County, state working to shift state prisoners to Shelby, federal inmates to Great Falls
Cascade County officials are in negotiations with the Montana Department of Corrections to terminate their contract that requires the county to house 150 state inmates who have been sentenced to the state prison system.
On April 22, a bill including a provision allowing the state to discontinue the use of the Cascade County prison passed out of the Senate Finance and Claims Committee at the Montana Legislature.
If approved by lawmakers and signed by the governor, it will allow the county and state to end their contact and the state will move those prisoners to the prison in Shelby, which is operated by CoreCivic.
Sheriff Jesse Slaughter said that he requested the state to vacate the county facility by June 30 to comply with a January executive order from President Biden directing the U.S. Department of Justice not to renew contracts with privately operated prisons. That would move 152 state inmates out of Great Falls.
Slaughter said that executive order has caused the county and state to try to orchestrate the change quickly.
He said that if the Legislature approves the move, the state prisoners housed in Cascade County would be transferred to Shelby and a portion of the federal inmates housed at Shelby would be transferred to Great Falls to make up for some of the lost revenue from the state contract, which is about $4 million annually.
Nothing will be final until the bill is approved at the Legislature and contracts are executed by the Cascade County Commission. If the bill isn’t approved by the legislature and new contracts aren’t signed, the housing situation will remain the same, Slaughter said.
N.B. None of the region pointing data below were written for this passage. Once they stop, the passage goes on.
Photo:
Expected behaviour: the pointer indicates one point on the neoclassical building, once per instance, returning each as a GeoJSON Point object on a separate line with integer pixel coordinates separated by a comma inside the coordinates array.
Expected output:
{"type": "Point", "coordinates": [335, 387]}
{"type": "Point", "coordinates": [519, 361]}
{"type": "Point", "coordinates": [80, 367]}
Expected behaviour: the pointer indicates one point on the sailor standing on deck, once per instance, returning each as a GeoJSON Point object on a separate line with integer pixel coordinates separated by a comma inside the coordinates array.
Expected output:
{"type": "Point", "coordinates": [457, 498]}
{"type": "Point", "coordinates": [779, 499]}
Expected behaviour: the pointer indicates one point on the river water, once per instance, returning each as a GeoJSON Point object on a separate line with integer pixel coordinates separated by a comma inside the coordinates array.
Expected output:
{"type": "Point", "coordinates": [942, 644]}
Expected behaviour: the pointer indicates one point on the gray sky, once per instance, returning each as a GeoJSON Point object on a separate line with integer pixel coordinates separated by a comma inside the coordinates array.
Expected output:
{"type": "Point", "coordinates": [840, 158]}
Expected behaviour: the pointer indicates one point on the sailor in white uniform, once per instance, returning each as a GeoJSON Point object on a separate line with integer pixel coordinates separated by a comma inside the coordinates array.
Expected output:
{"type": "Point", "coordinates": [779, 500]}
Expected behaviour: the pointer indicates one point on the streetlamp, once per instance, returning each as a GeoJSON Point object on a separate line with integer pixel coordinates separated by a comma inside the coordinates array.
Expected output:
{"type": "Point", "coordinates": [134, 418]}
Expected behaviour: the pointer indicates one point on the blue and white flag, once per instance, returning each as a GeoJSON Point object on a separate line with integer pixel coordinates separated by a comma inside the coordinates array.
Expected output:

Slaughter said the details are in flux, but he hopes to take some of the federal inmates and then free up about 100 more beds for the county jail.
As of April 23, the jail had 301 people on the county side and 154 on the state prison side. Sixteen of the county inmates are state holds or waits, according to Undersheriff Cory Reeves. Capacity on the county side is 212. Capacity on the state prison side is 152.
In a release, Slaughter said the county “would be pleased to help the U.S. Marshal Service by accepting a portion of their federal detainees who were being held in Shelby, at our facility. Given that change, it seemed like a good time to approach the DOC about vacating our facility to allow for additional space to alleviate the overcrowding that has really impacted public safety in the county. This avoids us having to go to the county taxpayer and ask for a levy to expand the jail and allows us to keep people who pose a danger to our community locked up. It’s really a win-win and I appreciate the DOC working with us to make this happen.”
As part of the discussion, the county has agreed to settle its lawsuit filed in 2019 against the state over unpaid fees for housing state inmates.
Moving state inmates from Great Falls to Shelby is “a win” for inmates and taxpayers DoC Director Brian Gootkin said in a release. The Shelby facility “has much more expansive services related to recreation space, general education and vocational education classes, behavioral health services, and religious services, including an outdoor sweat facility for Native American inmates. This would give the DoC greater opportunity to give the inmates the skills they need to be successful when they return to our communities.”
As the details of these moves and contracts firm up, The Electric will report updates.